PPRuNe Forums - View Single Post - Bell 222 out of control accident 1997
View Single Post
Old 9th Apr 2024, 13:39
  #10 (permalink)  
SASless
 
Join Date: May 2002
Location: Downeast
Age: 75
Posts: 18,290
Received 518 Likes on 216 Posts
Difference between a Fairy Tale and a War Story......one begins "Once upon a time...." and the other starts "Now this is no sh........... or There I was fat, dumb, and happy....".

Combat can add a lot of opportunities for you to have a story or two that despite being seen as being beer talk....are quite true and may have happened even it not to the story teller who is borrowing said story.

The real stories rarely are told as they strike deep within the heart of the teller all these years later.

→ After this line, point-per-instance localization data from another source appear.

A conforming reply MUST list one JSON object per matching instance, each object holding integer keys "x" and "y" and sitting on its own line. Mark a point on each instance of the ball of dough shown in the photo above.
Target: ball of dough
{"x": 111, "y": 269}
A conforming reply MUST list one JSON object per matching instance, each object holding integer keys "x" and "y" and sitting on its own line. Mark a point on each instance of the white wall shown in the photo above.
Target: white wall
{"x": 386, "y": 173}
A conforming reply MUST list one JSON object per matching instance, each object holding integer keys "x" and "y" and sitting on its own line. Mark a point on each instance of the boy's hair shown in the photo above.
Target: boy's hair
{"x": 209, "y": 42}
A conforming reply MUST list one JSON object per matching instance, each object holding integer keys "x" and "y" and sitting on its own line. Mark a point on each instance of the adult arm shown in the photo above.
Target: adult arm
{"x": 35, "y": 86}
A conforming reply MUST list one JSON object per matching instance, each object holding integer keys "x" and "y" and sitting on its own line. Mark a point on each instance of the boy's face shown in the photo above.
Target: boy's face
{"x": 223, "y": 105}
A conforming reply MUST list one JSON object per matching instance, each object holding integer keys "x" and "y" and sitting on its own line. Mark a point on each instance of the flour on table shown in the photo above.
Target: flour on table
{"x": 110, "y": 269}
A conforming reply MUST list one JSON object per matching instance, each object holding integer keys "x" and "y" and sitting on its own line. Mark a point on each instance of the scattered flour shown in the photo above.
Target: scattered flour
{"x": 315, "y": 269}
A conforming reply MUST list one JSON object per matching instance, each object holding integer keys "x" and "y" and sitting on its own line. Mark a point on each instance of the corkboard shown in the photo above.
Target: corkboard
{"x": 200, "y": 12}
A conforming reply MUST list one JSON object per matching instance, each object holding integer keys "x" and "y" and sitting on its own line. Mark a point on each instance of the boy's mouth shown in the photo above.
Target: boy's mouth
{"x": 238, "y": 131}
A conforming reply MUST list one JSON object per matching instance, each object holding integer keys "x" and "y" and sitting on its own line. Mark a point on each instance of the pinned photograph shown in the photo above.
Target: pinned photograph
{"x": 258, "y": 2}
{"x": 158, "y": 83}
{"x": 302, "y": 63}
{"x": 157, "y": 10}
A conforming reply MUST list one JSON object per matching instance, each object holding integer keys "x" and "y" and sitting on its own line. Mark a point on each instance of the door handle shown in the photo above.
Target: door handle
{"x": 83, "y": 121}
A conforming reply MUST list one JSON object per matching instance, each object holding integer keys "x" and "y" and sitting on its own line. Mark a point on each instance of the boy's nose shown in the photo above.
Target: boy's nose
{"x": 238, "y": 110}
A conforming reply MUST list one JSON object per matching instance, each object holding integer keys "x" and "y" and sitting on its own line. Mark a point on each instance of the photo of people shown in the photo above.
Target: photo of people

I like the ones that are told by ther crew members were in the back of the bus .....that are told during reunions that remind you of those events.....but seen from a different perspective.

Stories like the one that kicked off this thread are of great value as accounts of events where Pilots have little training for (if any is possible) and how they managed to survive the situation.

As usual...I remind folks that to be an aviator one must know Gann (Ernest Gann of "Fate Is The Hunter") and Bach (Richard Bach of "Stranger To The Ground) and their many Tomes about flying.

We can learn much from others and their experiences and should avail ourselves of every opportunity to do so.

That helps allow us to go out and learn from our own unusual days rather than merely copying previous near tragedies.

I only experienced a loss of flight controls twice....one being a Tail Rotor failure at a hover in the middle of an Airfield and a stuck collective on a Bell 206 on final approach to a bush operation camp site and had to use throttle to reduce RPM with the resulting loss of lift to get the aircraft down....landing on the makeshift helipad in the normal spot.

The Engineer watching the landing realized there was a problem of some kind and walked to the side of the aircraft...opened my door....and asked if there was a problem with the Collective....which seemed either he was clairvoyant or knew something I had figured out all by my lonesome.

New bits were taken from the storeroom shelf and installed before the next flight which suggested that sage individual could see into the future......as I could not believe only "luck" had miracles the parts onto that shelf inside the Spares Tent.

Reports of "Sticky" flight controls should be documented and investigated with the results made known is the lesson I gleaned from that event.

The use of throttle came from practice in UH-1's during my Army training while practicing tail rotor failures and using throttle to control the heading of the aircraft in the absence of tail rotor control or thrusl.